Active research problems include:

End-to-End Differentiability and Joint Optimization: Bridging the divide between the geometric and generative stages for global optimality, e.g., with differentiable controllers or backprop-against-structure mechanisms (Liu et al., 4 Mar 2026).
Adaptive Refinement Scheduling: Learning how and when to allocate computation between structure and detail, such as dynamic step-counts or learned schedule in detail sharpener modules (He et al., 30 Nov 2025).
Broader Generative Priors: Extracting structure from text-conditioned or multimodal diffusions (beyond purely visual backbones) (He et al., 30 Nov 2025).

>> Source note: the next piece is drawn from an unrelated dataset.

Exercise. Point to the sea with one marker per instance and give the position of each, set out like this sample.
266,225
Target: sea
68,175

Domain Generalization: Extending spectral or group-theoretic geometric encodings (e.g., GHD, wreath processes) to arbitrary topologies or scales (Borsa et al., 2015, Ding et al., 15 May 2025).
Human-in-the-loop and Editability: Supporting interactive feedback, iterative refinement, and collaborative editing workflows across stages (Huang et al., 2024, Huang et al., 7 May 2025).

Two-stage geometric/generative pipelines currently represent a state-of-the-art paradigm for both interpretable and high-fidelity synthesis and prediction in structured, spatially complex domains.